Harrison argues that the added internal emissions from processing the coal or shale gas into its transportable form of LNG will make it virtually impossible for us to meet our BC 2020 emissions reduction targets. Current proposals to significantly increase shale gas production and build the first three LNG terminals on the coast are expected to contribute up to 16 million tonnes of CO2 per year, a 25 percent increase in our provincial emissions alone. The governing Liberals and NDP opposition have embraced both shale gas development and LNG exports, but have yet to say how they will reconcile the resulting greenhouse gas emissions with BC’s legislative target to reduce within-province emissions by one-third by 2020. UBCC350 has sent a letter raising the issue to the Premier but she hasn’t yet responded, “which is striking,” Harrison adds, “because most of us live in her riding.”
Critics also counter Lake’s “opportunity of a lifetime” characterization. Caldicott sums it up this way: “Support from the provincial government is an act of desperation. The BC government is now caught in the dilemma of where to obtain revenues. There aren’t any options left in natural resources. There’s no pot of gold for us with wood, electricity, coal, or with natural gas. The rush to LNG is coming from an industry which is over-invested in unconventional gas projects and has no market for its product. All the gas-producing regions, including the United States, are rushing to export their heavily subsidized LNG. That is partly why the NDP sound like the Liberals; they have no place else to turn. In the end, any government will continue to reduce regulatory and royalty requirements for these industries to such a degree that there will be no financial benefit to British Columbians to go with the environmental costs.”
The Post Carbon Institute’s Hughes elaborates on those costs: “British Columbians will take the collateral damage for the impact of the vented methane, the environmental impacts of water use, disposal of fracking fluids, and carving up of the forest for pads, pipelines and roads, while the corporations will take the profit.

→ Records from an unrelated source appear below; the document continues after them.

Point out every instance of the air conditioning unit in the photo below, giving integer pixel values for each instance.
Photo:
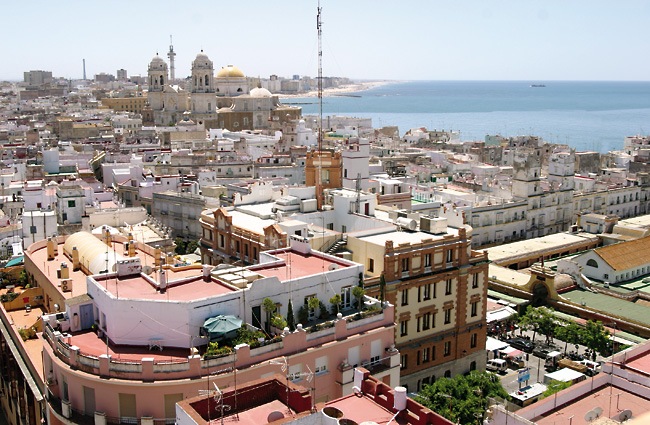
(66, 285)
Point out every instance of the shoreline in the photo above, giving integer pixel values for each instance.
(341, 90)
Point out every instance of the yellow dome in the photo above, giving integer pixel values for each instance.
(230, 71)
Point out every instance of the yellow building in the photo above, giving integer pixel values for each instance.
(125, 104)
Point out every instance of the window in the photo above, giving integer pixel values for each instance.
(426, 321)
(321, 365)
(425, 355)
(403, 326)
(427, 291)
(346, 297)
(405, 264)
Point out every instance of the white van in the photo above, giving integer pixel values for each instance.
(497, 365)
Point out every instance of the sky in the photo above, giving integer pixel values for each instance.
(362, 39)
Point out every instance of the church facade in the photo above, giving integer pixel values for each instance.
(223, 100)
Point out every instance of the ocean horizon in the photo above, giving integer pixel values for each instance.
(586, 115)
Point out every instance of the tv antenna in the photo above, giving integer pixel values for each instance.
(217, 395)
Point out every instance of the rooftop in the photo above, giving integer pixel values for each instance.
(530, 246)
(406, 237)
(189, 286)
(297, 265)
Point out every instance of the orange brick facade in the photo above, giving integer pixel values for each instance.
(439, 290)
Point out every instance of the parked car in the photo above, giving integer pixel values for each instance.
(521, 344)
(497, 365)
(542, 350)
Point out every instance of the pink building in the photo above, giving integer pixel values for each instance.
(271, 400)
(123, 349)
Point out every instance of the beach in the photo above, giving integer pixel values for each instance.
(341, 90)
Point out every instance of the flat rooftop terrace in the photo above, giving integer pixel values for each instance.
(297, 265)
(136, 287)
(613, 400)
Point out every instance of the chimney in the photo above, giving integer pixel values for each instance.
(206, 272)
(52, 248)
(163, 282)
(76, 265)
(65, 271)
(107, 236)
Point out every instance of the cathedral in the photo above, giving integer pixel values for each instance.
(222, 101)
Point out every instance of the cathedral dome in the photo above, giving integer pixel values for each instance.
(230, 71)
(202, 61)
(157, 63)
(260, 92)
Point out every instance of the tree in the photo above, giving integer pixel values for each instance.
(336, 301)
(358, 292)
(191, 247)
(554, 387)
(181, 245)
(463, 398)
(569, 333)
(538, 319)
(269, 307)
(291, 320)
(595, 337)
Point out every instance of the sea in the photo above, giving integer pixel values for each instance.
(586, 115)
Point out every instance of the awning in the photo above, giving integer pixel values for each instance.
(493, 344)
(221, 327)
(15, 261)
(500, 314)
(515, 353)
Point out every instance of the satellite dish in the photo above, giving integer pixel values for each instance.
(274, 416)
(590, 416)
(624, 415)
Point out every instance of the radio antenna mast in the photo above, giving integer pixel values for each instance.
(319, 183)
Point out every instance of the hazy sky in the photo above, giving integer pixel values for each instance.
(362, 39)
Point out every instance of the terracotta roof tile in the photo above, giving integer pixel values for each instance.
(626, 255)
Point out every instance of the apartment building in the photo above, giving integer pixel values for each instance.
(147, 317)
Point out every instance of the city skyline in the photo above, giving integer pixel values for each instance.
(472, 40)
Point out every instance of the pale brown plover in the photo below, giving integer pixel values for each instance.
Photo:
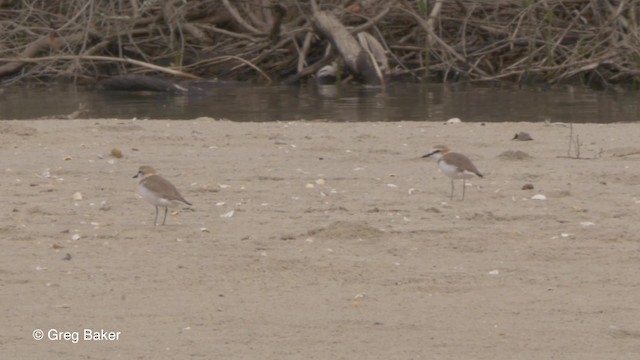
(158, 191)
(454, 165)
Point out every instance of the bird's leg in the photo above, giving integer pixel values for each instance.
(165, 215)
(464, 186)
(451, 189)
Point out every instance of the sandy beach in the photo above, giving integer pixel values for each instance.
(316, 240)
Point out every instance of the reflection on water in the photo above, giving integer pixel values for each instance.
(433, 102)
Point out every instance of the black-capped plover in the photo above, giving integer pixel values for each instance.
(454, 165)
(158, 191)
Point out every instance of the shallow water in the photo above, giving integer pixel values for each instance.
(416, 102)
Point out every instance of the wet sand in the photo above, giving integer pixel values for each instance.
(314, 240)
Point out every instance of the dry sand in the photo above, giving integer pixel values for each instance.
(313, 240)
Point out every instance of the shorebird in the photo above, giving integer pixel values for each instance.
(454, 165)
(158, 191)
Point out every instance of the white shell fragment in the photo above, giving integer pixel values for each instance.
(227, 214)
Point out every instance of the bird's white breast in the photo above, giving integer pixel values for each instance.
(453, 171)
(154, 198)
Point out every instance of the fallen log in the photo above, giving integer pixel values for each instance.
(134, 82)
(356, 59)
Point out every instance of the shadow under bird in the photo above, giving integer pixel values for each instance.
(454, 165)
(158, 191)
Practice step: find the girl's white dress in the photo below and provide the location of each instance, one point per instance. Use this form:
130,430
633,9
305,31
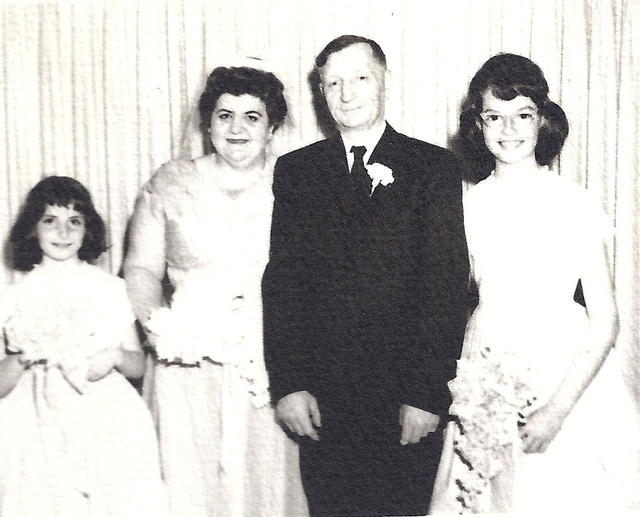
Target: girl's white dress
222,451
69,446
530,239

Christy Clark would argue that we get royalties, taxes and jobs, but these are short-term benefits compared to the longer-term energy security and environmental interests of Canadians, which are being sold out.”
Dr Harrison admits, “there is no magic bullet.” The policy choices are complicated—ranging from taxing exports to just saying no. The first step is “to acknowledge and talk about it.”
Snyder and the citizens at CoalWatch are certainly ready to talk about it. The public comment period for the Raven Coal application comes up next month when the proponent, Compliance Energy Corporation, submits its application for the 180-day review. “One thing for sure,” says Snyder, “there will be no decision made on this mine until after the election, so we want to make it an election issue.”
There will be many British Columbians wanting to make these burgeoning projects and the export of fossil fuels an election issue. With the kind of expertise lining up to debate and the high stakes, it will be something to watch.
Briony Penn has been reporting on the environment since her first article in The Islander in 1975 on Garry oak meadows. She thinks the situation for the environment has never been so bad, but the forces for change have never looked so good.